C’est dans ce contexte où le cinéma
était une composante de l’urbanité que des jeunes marocains ont décidé
d’embrasser une carrière de cinéma, sur la base d’études dans les écoles les
plus prisées du monde occidental. Une fois, les premières promotions rentrées
au pays, cela s’est répercuté sur la qualité de la production. Celle-ci quoique
relevant d’une commande étatique, leur offrait le moyen de mettre à l’épreuve
leurs avoir faire ; un savoir faire souvent porté par une vision du monde,
nombre de cinéastes était en effet membres ou compagnons de route du parti
communiste marocain et par une ambition
artistique, celle d’ancrer le langage cinématographique dans une démarche de réappropriation
critique et nourrie des éléments de la culture nationale et populaire.
Une indication majeure dans ce sens, le
dossier consacré au cinéma marocain par la revue Souffles. Revue de recherche
culturelle et artistique, fondée par des écrivains et des peintres engagés sur
la voie de la modernité, s’intéresse en effet au cinéma dès son numéro 2 en
1966. Il faut souligner que la revue
comptait déjà parmi ses collaborateurs, un cinéaste poète, Ahmed Bouanani. Il
est très présent dans le dossier qui se compose notamment, d’un document
historique, c’est le mémorandum adressé à S.M le Roi en date du premier juillet
1965 ; du texte du rapport envoyé au ministre de l’information le 20
juillet 1965 ; d’une table ronde,
animée par le directeur de la revue Abdellatif Laabi avec la participation, de
Ahmed Bouanani, de Abdellah Zerouali, M.A Tazi, M. Sekkat, Driss Karim…le
dossier est complété par un index des cinéastes marocains où nous avons
compté19 entrées, c’est-à-dire 19 cinéastes présentés d’une manière succincte.

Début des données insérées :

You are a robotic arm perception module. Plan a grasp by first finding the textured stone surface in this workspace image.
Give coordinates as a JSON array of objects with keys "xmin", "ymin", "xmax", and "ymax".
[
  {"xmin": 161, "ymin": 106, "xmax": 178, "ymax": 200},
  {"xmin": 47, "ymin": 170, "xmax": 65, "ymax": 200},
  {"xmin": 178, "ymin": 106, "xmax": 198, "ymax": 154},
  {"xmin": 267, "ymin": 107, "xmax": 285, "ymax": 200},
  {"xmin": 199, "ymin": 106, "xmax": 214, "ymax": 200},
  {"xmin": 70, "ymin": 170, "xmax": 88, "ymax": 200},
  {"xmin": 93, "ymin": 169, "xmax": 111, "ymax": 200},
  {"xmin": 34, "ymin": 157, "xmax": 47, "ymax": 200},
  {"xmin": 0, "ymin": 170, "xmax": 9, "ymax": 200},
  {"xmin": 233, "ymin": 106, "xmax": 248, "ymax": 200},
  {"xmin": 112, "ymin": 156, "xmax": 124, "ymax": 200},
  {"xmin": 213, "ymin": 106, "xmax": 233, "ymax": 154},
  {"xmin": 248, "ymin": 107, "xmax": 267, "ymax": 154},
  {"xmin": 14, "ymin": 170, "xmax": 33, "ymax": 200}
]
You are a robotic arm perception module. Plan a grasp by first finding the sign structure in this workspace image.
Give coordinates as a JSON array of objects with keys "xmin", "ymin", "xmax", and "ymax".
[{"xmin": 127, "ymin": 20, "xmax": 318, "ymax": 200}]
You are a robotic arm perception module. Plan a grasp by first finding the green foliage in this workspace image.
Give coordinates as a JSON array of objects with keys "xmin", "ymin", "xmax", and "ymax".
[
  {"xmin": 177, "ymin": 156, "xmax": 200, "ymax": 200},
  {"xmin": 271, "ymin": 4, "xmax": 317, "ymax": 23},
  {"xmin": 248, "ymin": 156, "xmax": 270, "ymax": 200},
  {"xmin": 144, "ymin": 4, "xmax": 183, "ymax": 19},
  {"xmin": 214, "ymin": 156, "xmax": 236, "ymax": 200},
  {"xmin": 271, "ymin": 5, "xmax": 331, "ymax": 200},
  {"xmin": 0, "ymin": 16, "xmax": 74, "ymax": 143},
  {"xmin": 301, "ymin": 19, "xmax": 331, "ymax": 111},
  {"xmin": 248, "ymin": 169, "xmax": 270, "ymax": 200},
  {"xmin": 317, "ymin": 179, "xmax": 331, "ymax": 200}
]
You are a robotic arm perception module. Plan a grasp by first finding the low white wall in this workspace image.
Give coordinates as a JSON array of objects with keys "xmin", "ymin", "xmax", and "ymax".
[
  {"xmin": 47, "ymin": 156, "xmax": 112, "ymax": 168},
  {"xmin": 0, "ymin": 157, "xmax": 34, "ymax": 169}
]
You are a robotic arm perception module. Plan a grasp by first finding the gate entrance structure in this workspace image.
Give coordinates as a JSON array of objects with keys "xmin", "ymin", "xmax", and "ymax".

Cette période donnera à la jeune
cinématographie marocaine, une filmographie qui apparaît aujourd’hui comme
l’âge d’or d’un format le court métrage et d’un genre, le documentaire.
On peut rapidement citer des films qui
ont marqué ces années et qui constituent des repères dans la mémoire cinéphile.
Dans la tendance socio-ethnographique on peut citer Sine Agafaye de Latif
Lahlou (1967) ; pour le documentaire de création, le poème visuel de
Moahmed Afifi, retour en Agadir (1967), Six et douze de Rechiche, Bouanani,
Tazi…on ne peut omettre dans ce rapide panorama, les premières tentatives de
fiction signée Larbi Bennani, Abdelaziz Ramdani et Ahmed Mesnaoui ; c’est
le cas de Nuits andalouses (1963) de Larbi Bennani qui connaîtra une brillante
carrière internationale, porté par les autorités de l’époque comme symbole d’un
cinéma qui exprime une culture.
L’Etat va effectivement va mener une
tentative de donner un coup d’accélérateur à un cinéma inscrit dans le sillage
de la grande consommation en produisant des longs métrages. Sous la houlette du
ministre de l’information de l’époque, un festival de cinéma méditerranéen a
été programmé pour l’année 1968. Pour être présent avec des films dans les
normes et les standards internationaux, le CCM va s’atteler à la production de
deux longs métrages de fiction : Quand mûrissent les dates de A. Ramdani
et L. Bennani et Vaincre pour vivre de A. Mesnaoui et M. Tazi. En termes de
tournage, Quand mûrissent les dates fut le premier film marocain à être produit
dans les normes professionnelles ; mais en termes de sortie c’est Vaincre
pour vivre qui lui damera le pion et sera à juste titre le premier long métrage
marocain de fiction. C’est une question technique qui explique cette situation,
tourné en premier mais en couleurs, Quand mûrissent les dates fut envoyé en
Europe pour son développement alors que Vaincre pour vivre tourné en noir et
blanc fut terminé sur place et parvint ainsi à sortir le premier.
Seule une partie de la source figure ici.